12. On a perusal of the record especially the list of witnesses submitted by petitioners herein for summoning witnesses under Sub-section (9) of Section 145, Criminal P, C. for examination, we are constrained to observe that the learned Magistrate has not carefully gone through the contents of the application for summoning the witnesses as a result of which the exercise of discretion vested in him has become faulty. A list of five witnesses had been submitted. The list contained the names of two high officers of the Police as well as three other police officials. The petitioners requested that the two high police officers be summoned mainly to produce some letters which according to the petitioners would disclose the deteriorating law and order situation in the area where the disputed property is situated. The purpose behind the summoning of other three witnesses who also belong to the police was to examine them with regard to actual possession of the disputed property at the relevant time as the application in this regard submitted by the petitioners clearly stated that these three persons were on duty and were actually present at the time of their dispossession. The refusal by the Magistrate to summon and examine the two top police officers for production of letters mentioned in the application of the petitioners herein may be justified on general grounds but the refusal to summon the three remaining police officials could not be justified under law. All the three of them are alleged to have been present on spot at the relevant time. They are Govt. officials and were deputed on duty and in that capacity they are alleged to have been on the spot. They therefore, could' be good witnesses about the factum of actual possession. The summary rejection of the application for summoning these witnesses has resulted in injustice. The discretion obviously has not been exercised judicially.
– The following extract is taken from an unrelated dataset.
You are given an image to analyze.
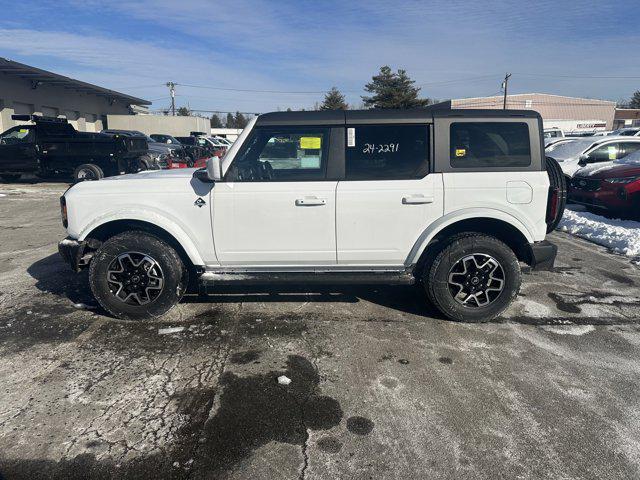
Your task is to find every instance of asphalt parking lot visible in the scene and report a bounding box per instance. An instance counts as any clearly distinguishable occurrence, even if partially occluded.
[0,183,640,479]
13. Under the circumstances the revision petition is therefore, allowed and the order of the trial Magistrate dated Aug. 12, 1977 is set aside. It is directed that the witness whose part statement has been recorded under Sub-section (4) of Section 145 of the Code of Criminal Procedure should be resummoned and an opportunity afforded to the petitioners herein to cross-examine the said witness and if need be, to permit his re-examination also. It is further held that the refusal of the trial Magistrate to summon the three police officials whose particulars are given in the list presented by the petitioners herein was not justified and it is directed that these persons be summoned and examined in the light of the observations made above.
14. The parties are directed to appear in the trial court on 20th of Sept., 1978.